Disruption
Post-Mortem
Our report from the incident is as follows.
Issue
Loss of connectivity, high load and periods of unavailability for a single rack of equipment.
Outage Length
The duration was up to 18 minutes.
Underlying cause
A Power Supply Unit (PSU) in another server, within the same rack connected to the B power feed catastrophically failed. The catastrophic failure, unlike that of a typical PSU failure, caused a spike/surge in electrical activity, which triggered the Moulded Case Circuit Breaker (MCCB) for the B power feed to trip and cut off power.
On restoration of power of the B feed, the access switch booted into a “fail-safe” environment, in which the configuration was not fully restored. This led to the stack detecting the physical link was back up and began routing traffic over the B network; however the traffic was not being routed correctly.
Symptoms
Our facilities monitoring, and service monitoring probes immediately reported the incident. Customers would have experienced slow page load times through to a completely inaccessible site.
Resolution
Network engineers immediately restored the running configuration of the affected access switches, and gradually services restored normality.
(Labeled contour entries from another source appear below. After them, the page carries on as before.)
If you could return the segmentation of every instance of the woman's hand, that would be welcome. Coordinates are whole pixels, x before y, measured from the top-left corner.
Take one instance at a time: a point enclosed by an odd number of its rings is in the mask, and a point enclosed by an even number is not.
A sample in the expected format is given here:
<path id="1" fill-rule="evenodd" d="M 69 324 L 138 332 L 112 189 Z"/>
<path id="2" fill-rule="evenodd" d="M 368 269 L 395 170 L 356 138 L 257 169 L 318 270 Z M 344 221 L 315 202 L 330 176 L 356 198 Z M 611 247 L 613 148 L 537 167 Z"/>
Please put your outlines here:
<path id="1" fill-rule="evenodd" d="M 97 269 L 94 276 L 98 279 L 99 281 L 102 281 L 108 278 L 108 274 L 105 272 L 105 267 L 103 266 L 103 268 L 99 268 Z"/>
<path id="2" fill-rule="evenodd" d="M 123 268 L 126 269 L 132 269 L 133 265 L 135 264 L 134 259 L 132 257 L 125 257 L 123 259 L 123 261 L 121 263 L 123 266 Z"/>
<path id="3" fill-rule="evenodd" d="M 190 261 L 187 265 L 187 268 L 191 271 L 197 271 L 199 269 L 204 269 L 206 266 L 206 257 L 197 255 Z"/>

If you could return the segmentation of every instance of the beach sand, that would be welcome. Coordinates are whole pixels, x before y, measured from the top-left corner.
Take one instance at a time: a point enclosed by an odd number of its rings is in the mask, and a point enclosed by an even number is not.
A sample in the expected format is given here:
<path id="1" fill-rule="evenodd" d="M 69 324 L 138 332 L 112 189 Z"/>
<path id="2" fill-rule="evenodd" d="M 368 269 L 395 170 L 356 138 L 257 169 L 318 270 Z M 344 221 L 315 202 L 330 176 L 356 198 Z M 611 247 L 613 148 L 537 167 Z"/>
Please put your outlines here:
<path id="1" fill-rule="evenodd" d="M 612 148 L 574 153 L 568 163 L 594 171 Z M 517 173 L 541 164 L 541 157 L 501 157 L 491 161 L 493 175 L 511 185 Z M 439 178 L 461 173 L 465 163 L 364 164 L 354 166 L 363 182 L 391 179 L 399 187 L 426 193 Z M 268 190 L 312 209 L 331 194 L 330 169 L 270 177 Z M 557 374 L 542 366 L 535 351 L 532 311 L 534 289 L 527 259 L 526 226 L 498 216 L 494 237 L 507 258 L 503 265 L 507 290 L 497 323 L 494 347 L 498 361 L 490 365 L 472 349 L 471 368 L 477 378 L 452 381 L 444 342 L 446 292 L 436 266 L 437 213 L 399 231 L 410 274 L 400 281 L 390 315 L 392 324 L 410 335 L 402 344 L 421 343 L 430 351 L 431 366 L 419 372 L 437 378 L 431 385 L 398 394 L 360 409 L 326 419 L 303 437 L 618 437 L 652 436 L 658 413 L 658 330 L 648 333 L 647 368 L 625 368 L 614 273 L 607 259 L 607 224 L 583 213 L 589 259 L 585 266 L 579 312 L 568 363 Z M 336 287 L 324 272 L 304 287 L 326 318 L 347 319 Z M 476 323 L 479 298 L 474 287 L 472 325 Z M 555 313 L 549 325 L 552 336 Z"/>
The disruption in network flow and packet loss caused delays in service restoration in the mutli-server stack, as each stack member was unable to cleanly communicate with its peers. This in turn caused load averages to increase, resulting in delayed service restoration even after the network connectivity was fully operational.
Prevention
Monitoring, disaster recovery procedures and staff action were followed exactly as anticipated, rapidly identifying the issue, resolving the issue and keeping downtime to a minimum.
This was an exceptional situation and there is nothing we believe could be performed differently to reduce or avoid downtime.